The Honda Foundation Provides Funding To Wheelchair Sports NSW


The Honda Foundation and Scotts Honda have donated $5,000 for the purchase of two new sports wheelchairs for Wheelchair Sports NSW’s Share a Chair Wheelchair Program.

The two new wheelchairs will be added to the fleet of sport-specific wheelchairs used by participants in games such as basketball and tennis. Participants are welcome from beginner level through to Paralympian standard.

Chairman of The Honda Foundation, Mr. Stephen Collins, commended Wheelchair Sports NSW for its work in the local community. “It’s easy to take mobility for granted. The team at Wheelchair Sports NSW provides an essential community service by enabling its members to get involved in or play their chosen sport to the best of their ability.”

Wheelchair Sports NSW runs programs that cater for people with disabilities ranging from spinal cord injury, spina bifida, amputation, paraplegia, quadriplegia to other similar disabling conditions. It also provides wheelchairs, facilities, financial assistance and support staff to its 600 plus members that range in age from eight years old to 80 years young. 

“Wheelchairs are the ‘legs’ of our organisation,” said Mr. Jim O’Brien, CEO Wheelchair Sports NSW.  “They provide the opportunities for those with a severe disability to participate in sport and enjoy its many benefits. We can’t get enough of these generic sports wheelchairs that usher our novice members into the inclusive world of sport.  We are therefore very grateful to The Honda Foundation for providing funding for wheelchairs in order to help keep our wheels rolling.”

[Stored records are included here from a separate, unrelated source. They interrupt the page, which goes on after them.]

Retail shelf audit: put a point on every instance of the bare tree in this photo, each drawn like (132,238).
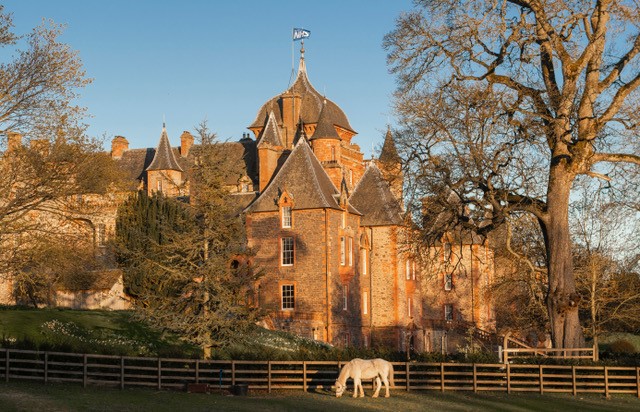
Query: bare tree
(47,163)
(559,84)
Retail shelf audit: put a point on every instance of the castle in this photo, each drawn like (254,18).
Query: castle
(328,228)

The Honda Foundation aims to provide assistance to local communities and foster goodwill among Honda Australia, Honda Motor Vehicle Dealers and the public. It draws funding from Honda Dealers and Honda Australia. The Foundation’s Honda Heroes loan vehicle program supports charitable organisations through a fleet of loan vehicles, assisting with activities for the disadvantaged, disabled or those suffering from illness.